La confiance brisée entre le camarade Zuma et le parti historique

Les affaires de corruption dans lesquelles le nom de Zuma sont citées sont nombreuses et ont finalement eu raison de sa légitimité. Nombreux sont celles et ceux au sein du parti de Nelson Mandela qui estiment depuis un moment, que le désormais ex-président n’était plus à même de conduire la destinée du pays Arc-en Ciel.

Jacob  ZUMA n’a pas attendu son arrivée au pouvoir pour être empêtré dans des affaires  de corruption et d’éthique. Il avait déjà été contraint à la démission lorsqu’il était vice président de Mbeki avant d’être traduit en justice pour viol sur une femme séropositive.  Bien avant cette affaire, son nom avait été cité en 2003, alors qu’il était déjà vice président, dans une affaire de corruption qui datait de 1999. Cette affaire qui a été par la suite classée sans suite, n’a pas empêché le tandem Mbeki-Zuma de rempiler pour un nouveau mandat.

Devenu en 2007 président de l’ANC, de nouvelles affaires de corruption dans lesquelles son nom est cité sont apparues. Cette accumulation de dossiers compromettants ne l’ont pas empêché d’être élu par ses camarades du parlement, président de la république en mai 2009.

Cette confiance d’apparat n’était en fait entretenue que par la phobie du parti de perdre le pouvoir et de ne pas poursuivre l’oeuvre des fondateurs. Depuis la fin de l’aparteid, l’ANC constitue à lui seul, un « régime politique » qui dirige ce pays. A ce titre, sa démarche a toujours consisté à se maintenir au pouvoir, qu’importe les conditions.

Les affaires  politico-financières de Zuma, ont ébranlé l’électorat de l’ANC, et cela s’est traduit par un cinglant revers électoral lors des élections locales de  2016 et une contestation sociale permanente. Cette situation a catalysé la mobilisation au sein de l’ANC, afin d’éviter la perte du pouvoir  en 2019.

Le peu de crédit et de légitimité dont disposait encore l’ex président au sein de son propre parti ont été épuisés par ces événements et surtout à la suite de sa condamnation pour détournement de deniers publics. Dans cette affaire, la justice a demandé à l’ex président de rembourser une somme totale de 15 millions d’euros à l’Etat ; somme qui a servi à la rénovation de sa résidence privée.Cette enième humiliation judiciaire a sonné le glas de la présidence Zuma dont on retiendra malheureusement plus les frasques judiciaires que les progrès économiques et sociaux qu’elle a pu apporter.

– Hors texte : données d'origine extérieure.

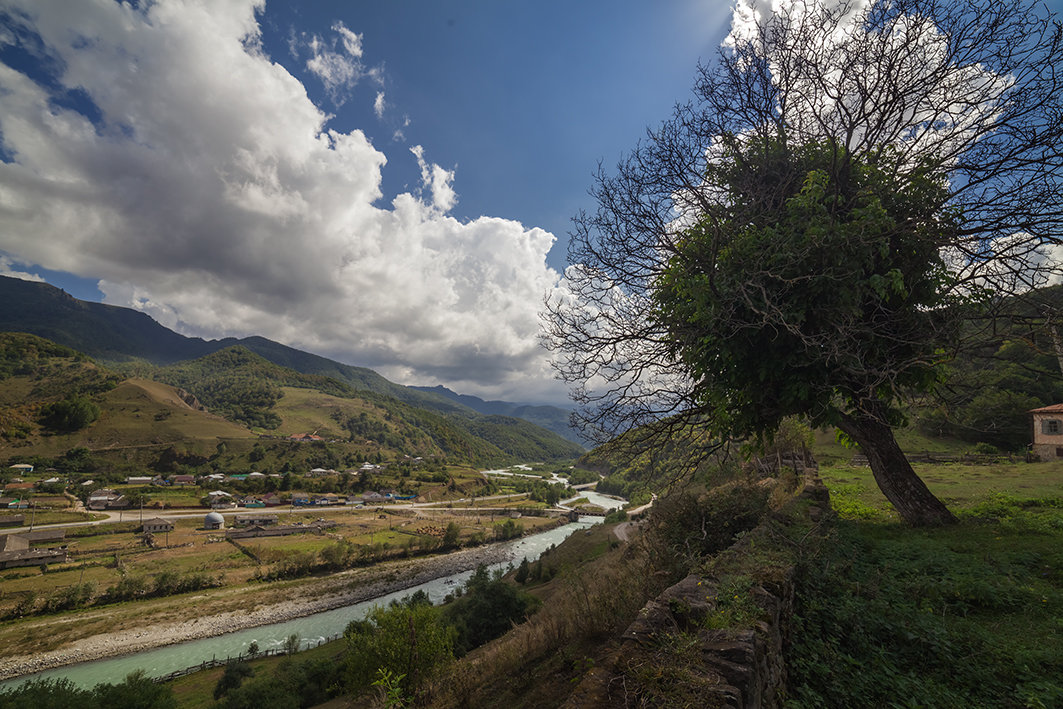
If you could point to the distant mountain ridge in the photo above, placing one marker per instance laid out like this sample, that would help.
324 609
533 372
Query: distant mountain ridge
114 334
552 418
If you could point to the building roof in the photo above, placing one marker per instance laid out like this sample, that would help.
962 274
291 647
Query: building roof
1055 408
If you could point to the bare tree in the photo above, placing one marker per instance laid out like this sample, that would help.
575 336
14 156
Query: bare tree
882 168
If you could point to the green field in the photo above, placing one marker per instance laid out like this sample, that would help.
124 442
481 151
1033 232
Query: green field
966 614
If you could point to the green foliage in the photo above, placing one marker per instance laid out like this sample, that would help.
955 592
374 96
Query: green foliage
692 526
452 536
21 354
508 529
69 415
821 277
135 692
488 607
293 684
234 675
955 618
406 640
991 388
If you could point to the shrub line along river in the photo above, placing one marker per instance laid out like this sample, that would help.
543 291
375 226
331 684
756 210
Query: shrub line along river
310 629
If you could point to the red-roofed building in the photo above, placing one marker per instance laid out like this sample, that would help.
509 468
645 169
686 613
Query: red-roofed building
1047 423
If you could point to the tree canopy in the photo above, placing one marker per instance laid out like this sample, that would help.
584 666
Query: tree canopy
803 236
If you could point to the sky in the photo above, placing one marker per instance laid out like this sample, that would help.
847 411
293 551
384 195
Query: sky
388 184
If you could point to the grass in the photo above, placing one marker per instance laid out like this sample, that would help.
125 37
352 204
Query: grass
967 614
196 691
854 493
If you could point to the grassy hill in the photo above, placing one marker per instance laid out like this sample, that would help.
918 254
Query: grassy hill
116 335
186 414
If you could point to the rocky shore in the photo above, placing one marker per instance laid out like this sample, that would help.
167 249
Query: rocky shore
341 589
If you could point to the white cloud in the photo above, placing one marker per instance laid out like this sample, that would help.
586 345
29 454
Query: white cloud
338 62
218 202
10 268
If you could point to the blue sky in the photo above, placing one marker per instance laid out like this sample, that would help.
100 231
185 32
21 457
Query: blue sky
385 183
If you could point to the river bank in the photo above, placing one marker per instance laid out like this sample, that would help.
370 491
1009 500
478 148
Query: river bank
314 596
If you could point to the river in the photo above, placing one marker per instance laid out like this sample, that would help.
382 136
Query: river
311 629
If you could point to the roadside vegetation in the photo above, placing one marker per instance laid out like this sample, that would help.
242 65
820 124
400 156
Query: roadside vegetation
969 614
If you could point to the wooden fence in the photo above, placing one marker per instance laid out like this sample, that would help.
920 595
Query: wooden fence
215 662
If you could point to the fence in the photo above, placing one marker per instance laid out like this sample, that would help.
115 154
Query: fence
215 662
926 456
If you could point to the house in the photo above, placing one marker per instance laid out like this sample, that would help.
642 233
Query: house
255 520
106 499
15 551
14 543
1047 426
157 525
138 479
47 535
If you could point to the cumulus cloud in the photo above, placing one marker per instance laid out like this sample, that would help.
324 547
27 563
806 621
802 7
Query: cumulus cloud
338 62
220 203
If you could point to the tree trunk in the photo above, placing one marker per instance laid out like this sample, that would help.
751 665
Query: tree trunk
894 474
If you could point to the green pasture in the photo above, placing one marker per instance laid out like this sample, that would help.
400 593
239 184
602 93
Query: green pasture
964 614
855 494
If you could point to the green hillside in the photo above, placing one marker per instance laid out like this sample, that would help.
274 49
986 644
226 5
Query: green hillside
226 397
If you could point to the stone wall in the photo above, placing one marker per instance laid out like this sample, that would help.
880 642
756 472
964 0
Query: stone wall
680 651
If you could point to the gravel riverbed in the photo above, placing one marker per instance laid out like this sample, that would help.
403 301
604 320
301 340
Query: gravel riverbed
341 589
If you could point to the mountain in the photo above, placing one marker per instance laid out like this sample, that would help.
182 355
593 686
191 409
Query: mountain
551 418
140 411
116 335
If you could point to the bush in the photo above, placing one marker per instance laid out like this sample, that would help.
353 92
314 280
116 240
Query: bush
68 415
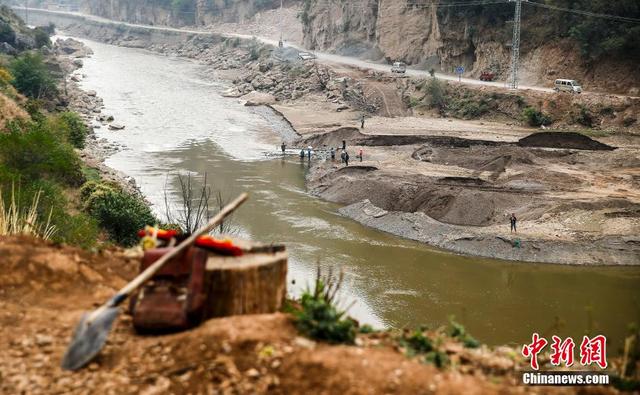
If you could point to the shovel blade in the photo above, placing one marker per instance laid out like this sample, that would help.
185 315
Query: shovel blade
89 338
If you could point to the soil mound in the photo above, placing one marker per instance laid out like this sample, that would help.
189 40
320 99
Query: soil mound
44 288
333 138
434 141
566 140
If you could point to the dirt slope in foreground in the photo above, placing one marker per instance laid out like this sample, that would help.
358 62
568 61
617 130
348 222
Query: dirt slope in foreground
45 288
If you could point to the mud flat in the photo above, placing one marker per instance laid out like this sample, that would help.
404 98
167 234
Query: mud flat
576 205
577 198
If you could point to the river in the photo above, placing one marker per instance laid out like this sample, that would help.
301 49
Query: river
177 122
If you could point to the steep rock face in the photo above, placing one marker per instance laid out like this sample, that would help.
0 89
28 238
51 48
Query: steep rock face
349 27
400 31
406 34
199 12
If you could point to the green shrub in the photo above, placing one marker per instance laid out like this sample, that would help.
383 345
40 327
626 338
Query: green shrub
319 318
366 328
459 332
437 94
34 151
41 37
418 343
72 127
584 117
120 214
414 102
535 117
31 76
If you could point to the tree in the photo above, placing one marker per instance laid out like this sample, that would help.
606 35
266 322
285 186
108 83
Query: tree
31 76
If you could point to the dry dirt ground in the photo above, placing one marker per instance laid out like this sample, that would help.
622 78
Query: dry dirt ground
45 288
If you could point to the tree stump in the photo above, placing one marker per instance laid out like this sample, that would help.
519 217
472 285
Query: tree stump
254 283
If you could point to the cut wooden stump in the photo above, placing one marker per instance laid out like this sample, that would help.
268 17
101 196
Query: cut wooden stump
255 283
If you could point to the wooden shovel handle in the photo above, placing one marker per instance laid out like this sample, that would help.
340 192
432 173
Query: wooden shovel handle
157 265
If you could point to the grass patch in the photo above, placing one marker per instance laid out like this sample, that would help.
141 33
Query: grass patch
91 174
120 214
536 118
317 315
19 220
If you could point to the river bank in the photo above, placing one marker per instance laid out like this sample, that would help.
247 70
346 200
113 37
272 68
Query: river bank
577 211
70 54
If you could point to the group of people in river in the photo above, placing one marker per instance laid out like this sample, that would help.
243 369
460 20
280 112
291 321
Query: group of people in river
344 154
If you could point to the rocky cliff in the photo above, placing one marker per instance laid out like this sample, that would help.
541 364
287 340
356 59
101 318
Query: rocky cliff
478 38
424 34
179 13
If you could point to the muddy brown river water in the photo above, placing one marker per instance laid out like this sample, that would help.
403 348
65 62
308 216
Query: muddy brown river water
177 122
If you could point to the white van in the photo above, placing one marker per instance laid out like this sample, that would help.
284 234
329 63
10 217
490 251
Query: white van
567 86
399 67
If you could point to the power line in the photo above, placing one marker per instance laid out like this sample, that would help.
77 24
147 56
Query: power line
585 13
410 4
515 44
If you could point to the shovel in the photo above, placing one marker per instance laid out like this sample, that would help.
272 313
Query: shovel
92 330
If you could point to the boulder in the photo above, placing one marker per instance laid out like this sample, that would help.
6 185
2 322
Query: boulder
258 98
116 126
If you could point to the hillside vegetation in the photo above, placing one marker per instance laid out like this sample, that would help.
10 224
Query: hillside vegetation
41 172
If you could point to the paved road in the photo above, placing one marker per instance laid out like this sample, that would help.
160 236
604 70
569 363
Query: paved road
322 56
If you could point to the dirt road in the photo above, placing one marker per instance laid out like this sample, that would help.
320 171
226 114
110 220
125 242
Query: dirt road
321 56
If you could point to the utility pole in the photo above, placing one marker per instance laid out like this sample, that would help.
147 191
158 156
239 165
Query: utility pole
515 44
280 43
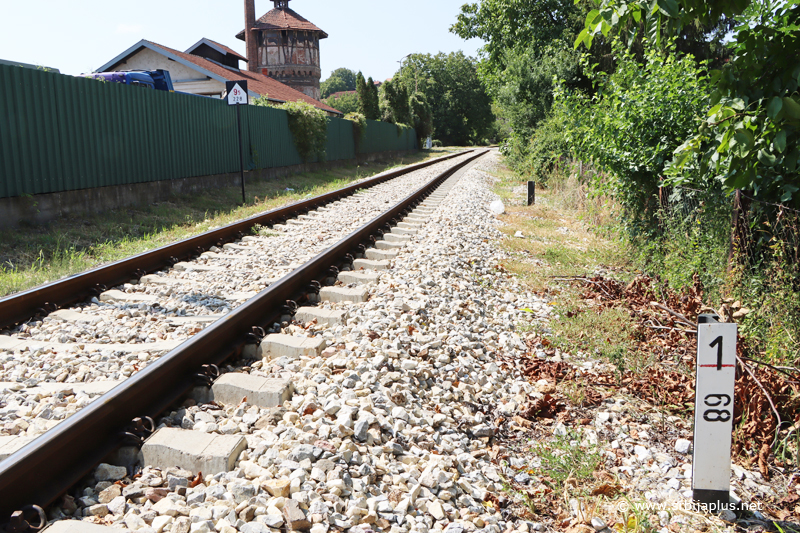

Le départ contraint de Zouma, c’est le triomphe de la démocratie sur les intérêts privés d’une minorité.

 En 1958, la France sous la férule du Général DE GAULLE , a adopté la constitution de la 5è république , pour palier les limites de la 3èmeet 4ème république qui  ont brillé par les instabilités institutionnelles quasi chroniques. La constitution sud africaine de 1993, modifiée en 1996,  faisant un bien original compromis entre un régime parlementaire (où le pouvoir législatif a une puissance politique quasi équivalente à l’exécutif) et un régime présidentiel (où l’exécutif est prédominant dans la gestion des affaires) a elle aussi voulu éviter à l’avenir les dérives de l’exécutif de la période apartheid. C’est ainsi que le président de la république sud africaine n’est pas élu au suffrage universel direct mais est choisi par le parlement et évidemment, au sein du parti ayant obtenu la majorité aux élections législatives.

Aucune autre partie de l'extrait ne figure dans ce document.